On Bassani - Laura Kolbe in NYRB (in 2019):

'In Bassani’s most perfectly executed fiction, the novella The Gold-Rimmed Spectacles (1958), a closeted gay doctor, well advanced into middle age, develops a self-destructive passion for a cruel undergraduate boy who parades him around the beach town to which all of middle-class Ferrara decamps in high summer. Anyone familiar with Mann or Proust knows about how well this will go. Yet what makes Doctor Fadigati a far more heartbreaking, if less transcendently written, figure than Aschenbach or Charlus is his effortful, backbreaking congeniality. From his very marrow he wants to be appealing, not just as a lover, but as a beloved figure of the conservative middle class. He is not a bit revolutionary; he is nice.
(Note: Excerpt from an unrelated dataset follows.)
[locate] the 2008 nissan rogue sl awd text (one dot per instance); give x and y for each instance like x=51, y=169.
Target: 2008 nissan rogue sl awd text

And he is predictably destroyed. The story makes plain his metaphorical connection to the assimilated, sometimes Fascist Jews of Ferrara, but it also seems to be an expression of Bassani’s own helpless self-knowledge that he too was a man torn between passion and propriety. His attention—one cannot quite call it love—to Ferrara seems to have both exhausted and finally extinguished his ability to write much else.'

(Read the complete article here.

This is a very apt description of the author, torn beween passion and propriety as most of us are.